Cantonese Tuesdays: Talking S*&# about Politics


Cantonese can be a creative tool for foul language and political insults. A few years ago, the phrase “Delay no more” started appearing on t-shirts and billboards for a popular clothing brand, hinting at the similar-sounding Cantonese diu lei lo mo, which means “f**k your old mother”. Soon after, grassroots organisations added the profanity to their own cause by printing their own t-shirts: “Universal Suffrage, Delay No More” and “Delay No More, Stop Reclamation of the Habour.”

Earlier this year, a stuffed wolf toy from IKEA called Lufsig also became a crude symbol of anti-government protest – the nickname of Hong Kong’s Chief Executive CY Leung by his critics is “the wolf”. As the product’s official Chinese name is lo mo sai (路姆西), the phrase “to throw a Lufsig”, diu lei lo mo sai (丟你路姆西), sounds rather like “f**k your old mother’s c***,” one of the richest vulgarities you can utter in Cantonese. Last December, a protester availed himself of this homophone by throwing a Lufsig toy at CY Leung.
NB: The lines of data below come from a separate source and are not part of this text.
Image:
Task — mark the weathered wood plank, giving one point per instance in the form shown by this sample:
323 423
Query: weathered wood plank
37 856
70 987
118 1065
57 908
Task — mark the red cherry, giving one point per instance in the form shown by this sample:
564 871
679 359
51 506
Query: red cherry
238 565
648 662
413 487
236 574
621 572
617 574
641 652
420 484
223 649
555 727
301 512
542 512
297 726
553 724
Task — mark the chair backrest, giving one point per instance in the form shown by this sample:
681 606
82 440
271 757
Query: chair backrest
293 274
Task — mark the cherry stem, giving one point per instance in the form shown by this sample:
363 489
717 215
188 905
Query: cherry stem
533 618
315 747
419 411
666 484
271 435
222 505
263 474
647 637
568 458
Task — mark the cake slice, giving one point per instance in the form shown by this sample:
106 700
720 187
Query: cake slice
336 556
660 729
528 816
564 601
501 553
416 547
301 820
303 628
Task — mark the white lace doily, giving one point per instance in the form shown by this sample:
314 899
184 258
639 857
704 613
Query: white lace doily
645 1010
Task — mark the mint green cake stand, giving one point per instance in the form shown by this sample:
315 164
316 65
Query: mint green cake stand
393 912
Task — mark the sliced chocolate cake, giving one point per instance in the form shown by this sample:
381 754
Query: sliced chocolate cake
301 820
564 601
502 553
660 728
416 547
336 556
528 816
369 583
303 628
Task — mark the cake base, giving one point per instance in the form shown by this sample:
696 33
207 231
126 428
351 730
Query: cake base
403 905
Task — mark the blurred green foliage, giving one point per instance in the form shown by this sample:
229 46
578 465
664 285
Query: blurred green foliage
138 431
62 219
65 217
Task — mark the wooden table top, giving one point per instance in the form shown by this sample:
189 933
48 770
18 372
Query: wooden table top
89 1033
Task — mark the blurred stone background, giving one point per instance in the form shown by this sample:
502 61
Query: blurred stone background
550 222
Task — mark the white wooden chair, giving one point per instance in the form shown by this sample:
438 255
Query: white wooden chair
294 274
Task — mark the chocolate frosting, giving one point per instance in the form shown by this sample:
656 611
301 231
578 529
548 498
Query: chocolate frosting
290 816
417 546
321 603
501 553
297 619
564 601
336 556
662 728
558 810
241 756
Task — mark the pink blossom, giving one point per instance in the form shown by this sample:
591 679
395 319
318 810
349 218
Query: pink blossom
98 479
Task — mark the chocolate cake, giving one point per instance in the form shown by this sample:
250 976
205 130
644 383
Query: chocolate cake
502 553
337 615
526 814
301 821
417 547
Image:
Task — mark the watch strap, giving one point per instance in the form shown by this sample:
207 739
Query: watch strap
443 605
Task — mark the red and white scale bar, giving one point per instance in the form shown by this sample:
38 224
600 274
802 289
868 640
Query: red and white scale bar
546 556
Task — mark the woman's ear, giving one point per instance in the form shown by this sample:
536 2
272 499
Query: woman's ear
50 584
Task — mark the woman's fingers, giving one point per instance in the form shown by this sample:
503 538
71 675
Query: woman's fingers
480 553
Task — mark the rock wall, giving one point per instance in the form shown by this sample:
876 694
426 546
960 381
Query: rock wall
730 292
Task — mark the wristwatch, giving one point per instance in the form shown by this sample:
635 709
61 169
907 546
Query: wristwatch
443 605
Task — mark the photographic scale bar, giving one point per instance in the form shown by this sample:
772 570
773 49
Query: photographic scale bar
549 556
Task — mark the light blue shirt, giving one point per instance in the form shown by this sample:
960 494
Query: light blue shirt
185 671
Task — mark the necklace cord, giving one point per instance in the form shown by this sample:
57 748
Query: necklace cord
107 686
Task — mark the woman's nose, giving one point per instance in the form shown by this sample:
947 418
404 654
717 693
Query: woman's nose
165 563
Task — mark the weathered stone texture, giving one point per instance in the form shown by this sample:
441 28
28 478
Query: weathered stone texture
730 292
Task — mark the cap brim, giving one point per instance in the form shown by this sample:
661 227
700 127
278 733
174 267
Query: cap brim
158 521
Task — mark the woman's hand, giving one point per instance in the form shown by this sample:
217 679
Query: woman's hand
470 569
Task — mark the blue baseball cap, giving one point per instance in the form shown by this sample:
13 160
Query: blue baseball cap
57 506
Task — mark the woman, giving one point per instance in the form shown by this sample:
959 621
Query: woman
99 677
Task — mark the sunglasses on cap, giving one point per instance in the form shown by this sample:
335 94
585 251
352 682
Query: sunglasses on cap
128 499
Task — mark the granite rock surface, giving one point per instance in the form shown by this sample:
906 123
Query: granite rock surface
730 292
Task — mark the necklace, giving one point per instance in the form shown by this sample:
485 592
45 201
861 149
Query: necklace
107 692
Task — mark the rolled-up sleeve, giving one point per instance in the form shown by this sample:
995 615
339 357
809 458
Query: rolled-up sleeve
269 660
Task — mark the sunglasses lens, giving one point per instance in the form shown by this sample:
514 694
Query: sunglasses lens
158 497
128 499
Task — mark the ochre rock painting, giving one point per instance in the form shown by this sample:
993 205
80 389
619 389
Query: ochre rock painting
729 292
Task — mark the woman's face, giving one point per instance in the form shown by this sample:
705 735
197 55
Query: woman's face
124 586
All this raises the question, why do Hong Kongers have such potty mouths, especially when it comes to politics?

The obvious reason is that the Hong Kong government is full of things to complain about. But another explanation is that unlike in the mainland, public opinion in Hong Kong can be voiced openly, and people on the street have a tendency to be crass. The now discontinued RTHK radio show “Teacup in a Storm” became popular because ordinary citizens could call in live and express their grievances about life in Hong Kong, often in colourful and uncensored language.

Even Chinese New Year is an excuse to vent about politics. The annual Flower Market in Victoria Park is a chance for university students and political parties alike to set up shop. Last year a stall run by the Democratic Party sold toilet paper printed with the image of CY Leung’s face, so ordinary citizens could start a smear campaign every time they went to the loo.

Especially amidst threats that Cantonese will be ditched from Guangdong public television, Hong Kongers are all the more passionate about their right and responsibility to talk s*&# about politics. Even if they sometimes need to throw a stuffed toy to prove it, they certainly won’t delay any more.